Wednesday, April 30, 2014

Meditation

Take aways from interview listed below.

1. Practice meditation by holding in your mind the opposite concepts:


a. Things are constantly changing and we engage as if they were permanent.

b. Things are interdependent and we engage as if they were independent.
c. Things are without intrinsic identity and we engage as if they were objects with        intrinsic identities.  (intrinsic identity example: my brother moved, lost weight and got sick, but he is still the same person to me.)

2.  Religious doctrine, Christian or any other, is a useful metaphor to create a set of principles and guidelines to live by.

  


Jay L. Garfield, who has taught philosophy at several universities and is currently the Kwan Im Thong Hood Cho Temple Professor of Humanities, Yale-NUS College in Singapore.


"Buddhist doctrine regarding the nature of reality generally focuses on three principal characteristics of things. The first idea is that all phenomena are impermanent and constantly changing, despite the fact that we engage with them as though they are permanent; the second is that they are interdependent, although we engage with them as though they are independent; the third is that they are without any intrinsic identity, although we treat ourselves and other objects as though they have intrinsic identities."
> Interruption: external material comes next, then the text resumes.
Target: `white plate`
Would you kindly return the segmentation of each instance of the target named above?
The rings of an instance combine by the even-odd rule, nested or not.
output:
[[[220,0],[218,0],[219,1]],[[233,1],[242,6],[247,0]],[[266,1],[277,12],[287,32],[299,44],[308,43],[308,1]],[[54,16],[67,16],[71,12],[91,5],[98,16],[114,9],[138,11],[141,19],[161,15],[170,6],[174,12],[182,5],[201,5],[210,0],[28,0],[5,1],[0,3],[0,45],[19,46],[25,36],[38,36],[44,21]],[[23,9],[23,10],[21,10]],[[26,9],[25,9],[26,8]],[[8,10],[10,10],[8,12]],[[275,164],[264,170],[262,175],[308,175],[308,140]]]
"...........one way for a Buddhist not taken with the idea of personal rebirth across biological lives to take that doctrine as a useful metaphor: Treat the past reflectively and with gratitude and responsibility, and with an awareness that much of our present life is conditioned by our collective past; take the future seriously as something we have the responsibility to construct, just as much as if we would be there personally. This makes sense of the ideas, for instance, of intergenerational justice, or of collective contemporary responsibility for harms inflicted in the past, as well as our current personal responsibility to future generations."